When the Harlans received word from Peter Wimmer about the discovery of gold in the spring of 1848, they got a loan from their friend William Leidsdorff, bought as many supplies as they could and set off for Coloma. (They left their cattle in the care of Elam Brown in what is now Lafayette, California.) They opened a general store in the primitive mining camp. The young men went out prospecting and sold supplies. The local Indians had learned to mine for gold, and Mary Ann remembered selling dresses to the Indian women. Jacob told the story of cutting up strips of carpeting to sell as colorful serapes to Indians who liked the garments of the Californian vaqueros. The Harlans made a lot of money in Coloma, but it was a precarious and dangerous existence, especially for families with small children. When winter came, the Harlans sold their location and remaining supplies to Lansford Hastings and his partners and returned to the Bay Area.
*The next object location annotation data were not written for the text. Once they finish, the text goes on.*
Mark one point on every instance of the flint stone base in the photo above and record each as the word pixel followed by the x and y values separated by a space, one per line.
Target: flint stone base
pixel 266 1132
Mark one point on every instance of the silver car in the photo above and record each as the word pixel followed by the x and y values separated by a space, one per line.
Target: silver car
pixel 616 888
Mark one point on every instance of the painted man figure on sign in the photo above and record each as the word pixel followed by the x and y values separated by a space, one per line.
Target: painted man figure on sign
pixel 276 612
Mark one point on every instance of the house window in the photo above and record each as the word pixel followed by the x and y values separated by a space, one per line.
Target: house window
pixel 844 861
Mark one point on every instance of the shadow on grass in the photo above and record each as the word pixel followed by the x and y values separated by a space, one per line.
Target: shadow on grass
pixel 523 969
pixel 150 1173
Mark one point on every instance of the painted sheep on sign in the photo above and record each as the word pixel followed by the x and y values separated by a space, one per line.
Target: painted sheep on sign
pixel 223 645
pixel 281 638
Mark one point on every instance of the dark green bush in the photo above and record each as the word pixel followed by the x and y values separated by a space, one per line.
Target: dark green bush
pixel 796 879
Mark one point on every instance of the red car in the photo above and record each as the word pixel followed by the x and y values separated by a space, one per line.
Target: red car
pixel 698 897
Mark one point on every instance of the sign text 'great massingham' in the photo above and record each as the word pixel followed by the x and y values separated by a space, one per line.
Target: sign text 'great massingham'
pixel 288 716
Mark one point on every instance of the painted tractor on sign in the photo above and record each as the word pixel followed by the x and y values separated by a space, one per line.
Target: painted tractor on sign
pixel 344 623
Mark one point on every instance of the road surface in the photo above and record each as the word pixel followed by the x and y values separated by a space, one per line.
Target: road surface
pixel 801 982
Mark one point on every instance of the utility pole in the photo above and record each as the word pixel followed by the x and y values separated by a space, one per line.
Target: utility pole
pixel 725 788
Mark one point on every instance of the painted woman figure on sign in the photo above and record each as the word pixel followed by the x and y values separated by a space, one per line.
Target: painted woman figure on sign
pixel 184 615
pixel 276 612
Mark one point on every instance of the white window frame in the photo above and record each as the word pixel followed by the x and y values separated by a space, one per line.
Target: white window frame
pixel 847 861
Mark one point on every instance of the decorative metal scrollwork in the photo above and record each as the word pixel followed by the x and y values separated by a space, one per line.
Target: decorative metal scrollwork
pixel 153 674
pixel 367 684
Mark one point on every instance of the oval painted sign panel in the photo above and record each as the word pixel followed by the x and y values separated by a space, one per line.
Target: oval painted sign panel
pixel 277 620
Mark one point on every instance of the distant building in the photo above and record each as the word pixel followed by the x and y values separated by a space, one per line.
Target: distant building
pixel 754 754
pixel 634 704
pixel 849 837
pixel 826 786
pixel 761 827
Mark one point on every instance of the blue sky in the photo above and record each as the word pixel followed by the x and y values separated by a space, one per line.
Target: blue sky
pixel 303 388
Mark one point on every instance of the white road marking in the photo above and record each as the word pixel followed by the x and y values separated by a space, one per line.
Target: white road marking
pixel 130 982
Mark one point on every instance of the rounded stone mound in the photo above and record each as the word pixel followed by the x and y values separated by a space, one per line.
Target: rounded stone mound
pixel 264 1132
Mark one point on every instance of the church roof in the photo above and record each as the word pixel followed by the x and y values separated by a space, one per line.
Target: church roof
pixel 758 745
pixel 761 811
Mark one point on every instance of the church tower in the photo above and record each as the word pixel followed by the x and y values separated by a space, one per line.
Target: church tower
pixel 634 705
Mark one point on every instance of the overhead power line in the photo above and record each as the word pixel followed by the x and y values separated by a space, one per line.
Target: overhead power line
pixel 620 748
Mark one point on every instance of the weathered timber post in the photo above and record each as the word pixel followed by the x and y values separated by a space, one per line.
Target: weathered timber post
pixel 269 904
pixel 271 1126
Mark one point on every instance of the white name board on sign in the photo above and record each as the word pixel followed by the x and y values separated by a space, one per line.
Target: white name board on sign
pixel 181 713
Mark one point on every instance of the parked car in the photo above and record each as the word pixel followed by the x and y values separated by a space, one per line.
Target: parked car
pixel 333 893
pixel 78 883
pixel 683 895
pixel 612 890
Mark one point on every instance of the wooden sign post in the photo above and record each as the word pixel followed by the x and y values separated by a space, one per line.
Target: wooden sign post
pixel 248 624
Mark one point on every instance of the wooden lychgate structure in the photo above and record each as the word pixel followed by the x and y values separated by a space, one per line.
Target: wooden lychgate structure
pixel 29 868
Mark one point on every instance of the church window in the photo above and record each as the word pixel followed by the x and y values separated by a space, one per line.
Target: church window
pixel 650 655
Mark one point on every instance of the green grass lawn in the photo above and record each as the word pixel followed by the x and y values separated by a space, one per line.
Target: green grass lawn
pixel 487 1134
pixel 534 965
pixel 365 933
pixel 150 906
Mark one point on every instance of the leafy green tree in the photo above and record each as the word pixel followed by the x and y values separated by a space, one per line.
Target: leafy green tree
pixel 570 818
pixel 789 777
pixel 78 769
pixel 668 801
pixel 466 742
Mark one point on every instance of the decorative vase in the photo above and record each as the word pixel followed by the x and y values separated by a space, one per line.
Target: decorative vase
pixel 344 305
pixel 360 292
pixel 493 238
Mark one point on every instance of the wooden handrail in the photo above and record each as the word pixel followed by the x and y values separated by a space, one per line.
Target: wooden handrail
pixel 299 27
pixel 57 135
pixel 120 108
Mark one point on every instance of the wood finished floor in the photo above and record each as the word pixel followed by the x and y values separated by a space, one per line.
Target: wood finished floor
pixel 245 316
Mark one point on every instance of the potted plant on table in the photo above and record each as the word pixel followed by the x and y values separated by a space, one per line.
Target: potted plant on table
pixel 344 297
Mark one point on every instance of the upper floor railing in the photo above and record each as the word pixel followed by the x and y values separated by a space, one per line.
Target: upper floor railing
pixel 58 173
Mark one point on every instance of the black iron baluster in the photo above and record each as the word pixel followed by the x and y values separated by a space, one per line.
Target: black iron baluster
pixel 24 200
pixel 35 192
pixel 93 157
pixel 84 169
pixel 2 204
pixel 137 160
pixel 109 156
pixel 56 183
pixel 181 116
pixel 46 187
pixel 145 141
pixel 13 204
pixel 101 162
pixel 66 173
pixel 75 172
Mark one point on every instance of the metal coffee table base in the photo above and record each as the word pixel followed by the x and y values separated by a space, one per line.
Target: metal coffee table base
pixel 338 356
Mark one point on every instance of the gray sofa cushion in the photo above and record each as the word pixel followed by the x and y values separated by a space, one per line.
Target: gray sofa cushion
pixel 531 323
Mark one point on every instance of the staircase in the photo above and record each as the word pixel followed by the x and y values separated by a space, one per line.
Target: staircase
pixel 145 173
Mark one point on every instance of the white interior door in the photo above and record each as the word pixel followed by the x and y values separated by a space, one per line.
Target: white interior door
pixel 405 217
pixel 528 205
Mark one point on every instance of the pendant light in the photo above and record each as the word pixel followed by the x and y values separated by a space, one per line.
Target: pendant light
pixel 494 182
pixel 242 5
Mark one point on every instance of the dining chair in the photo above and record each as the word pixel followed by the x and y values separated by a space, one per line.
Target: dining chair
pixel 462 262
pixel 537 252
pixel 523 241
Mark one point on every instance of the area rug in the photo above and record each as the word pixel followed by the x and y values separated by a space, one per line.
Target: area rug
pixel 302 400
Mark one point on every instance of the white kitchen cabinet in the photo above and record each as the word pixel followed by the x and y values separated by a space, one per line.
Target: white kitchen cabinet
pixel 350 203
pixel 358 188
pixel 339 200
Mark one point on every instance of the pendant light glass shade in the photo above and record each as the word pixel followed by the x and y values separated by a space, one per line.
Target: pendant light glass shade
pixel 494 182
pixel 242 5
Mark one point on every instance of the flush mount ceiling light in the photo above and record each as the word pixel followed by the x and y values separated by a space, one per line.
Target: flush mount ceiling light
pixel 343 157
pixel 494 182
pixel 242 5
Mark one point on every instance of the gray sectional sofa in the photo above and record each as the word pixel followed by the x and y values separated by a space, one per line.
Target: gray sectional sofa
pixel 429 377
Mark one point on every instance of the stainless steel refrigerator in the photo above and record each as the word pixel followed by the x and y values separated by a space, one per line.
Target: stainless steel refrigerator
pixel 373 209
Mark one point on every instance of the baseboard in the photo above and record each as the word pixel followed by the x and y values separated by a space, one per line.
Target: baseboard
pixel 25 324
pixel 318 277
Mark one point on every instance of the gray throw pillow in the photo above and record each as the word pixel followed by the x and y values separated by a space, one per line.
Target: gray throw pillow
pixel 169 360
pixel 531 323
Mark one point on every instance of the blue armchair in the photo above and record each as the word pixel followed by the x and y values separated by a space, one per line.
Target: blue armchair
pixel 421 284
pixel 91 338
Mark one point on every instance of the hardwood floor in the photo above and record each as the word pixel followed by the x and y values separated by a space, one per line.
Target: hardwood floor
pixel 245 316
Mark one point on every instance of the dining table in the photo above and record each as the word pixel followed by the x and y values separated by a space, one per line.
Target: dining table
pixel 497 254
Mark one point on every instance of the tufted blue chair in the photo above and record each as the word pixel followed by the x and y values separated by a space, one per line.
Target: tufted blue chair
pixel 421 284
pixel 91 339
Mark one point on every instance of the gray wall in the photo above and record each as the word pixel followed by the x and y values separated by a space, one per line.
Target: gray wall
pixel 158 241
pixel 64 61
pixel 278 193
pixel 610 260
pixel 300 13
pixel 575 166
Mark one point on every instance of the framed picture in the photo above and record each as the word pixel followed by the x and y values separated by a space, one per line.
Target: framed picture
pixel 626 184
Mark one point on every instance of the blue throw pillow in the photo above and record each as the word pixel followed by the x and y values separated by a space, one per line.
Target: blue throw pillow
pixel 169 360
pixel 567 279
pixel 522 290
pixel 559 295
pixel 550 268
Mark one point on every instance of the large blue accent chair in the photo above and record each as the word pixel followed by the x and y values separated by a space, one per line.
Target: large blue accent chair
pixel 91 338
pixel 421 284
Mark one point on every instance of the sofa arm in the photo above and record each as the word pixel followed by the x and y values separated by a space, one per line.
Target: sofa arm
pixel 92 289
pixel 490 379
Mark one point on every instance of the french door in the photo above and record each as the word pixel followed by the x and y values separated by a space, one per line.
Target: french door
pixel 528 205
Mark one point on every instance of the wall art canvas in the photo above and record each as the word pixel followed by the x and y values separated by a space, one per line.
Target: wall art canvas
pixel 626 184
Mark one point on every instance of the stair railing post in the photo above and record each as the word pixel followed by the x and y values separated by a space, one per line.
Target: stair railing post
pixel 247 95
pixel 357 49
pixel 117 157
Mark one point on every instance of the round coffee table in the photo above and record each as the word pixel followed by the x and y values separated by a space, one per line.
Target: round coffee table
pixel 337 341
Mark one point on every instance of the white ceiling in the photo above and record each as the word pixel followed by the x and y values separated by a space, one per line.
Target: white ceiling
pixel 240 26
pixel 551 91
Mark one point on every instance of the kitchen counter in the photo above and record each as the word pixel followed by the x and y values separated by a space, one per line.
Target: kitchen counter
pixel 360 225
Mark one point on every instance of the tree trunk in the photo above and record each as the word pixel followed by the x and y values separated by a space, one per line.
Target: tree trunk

On the way back, George’s mother-in-law, Mrs. Duncan in her 90s, died and was reportedly buried on the site of the future State Capitol in Sacramento. In the next year some of the Harlans made money planting potatoes that helped feed the hordes of 49ers who had arrived to seek their fortunes. But they also lost in a land court ranch property they thought they had bought. In 1850 George died and was buried in the Pioneer Cemetery in Livermore. Joel Harlan became a prosperous cattle rancher in the San Ramon Valley. Jacob Wright Harlan later ran a ferry over the San Joaquin River near Stockton. And Mary Ann Harlan Van Gordon Smith would go with her family to build a hotel in the silver mines of Virginia City.

My own great-grandfather, Elisha who was run over by a covered wagon when he was seven, would grow to manhood on his brother Joel’s ranch and then become a successful cattle rancher in the San Joaquin Valley where each summer he would drive his stock on a long trek up into the mountains, just as his father had done years before on the way from Niles, Michigan, to the promised land in California.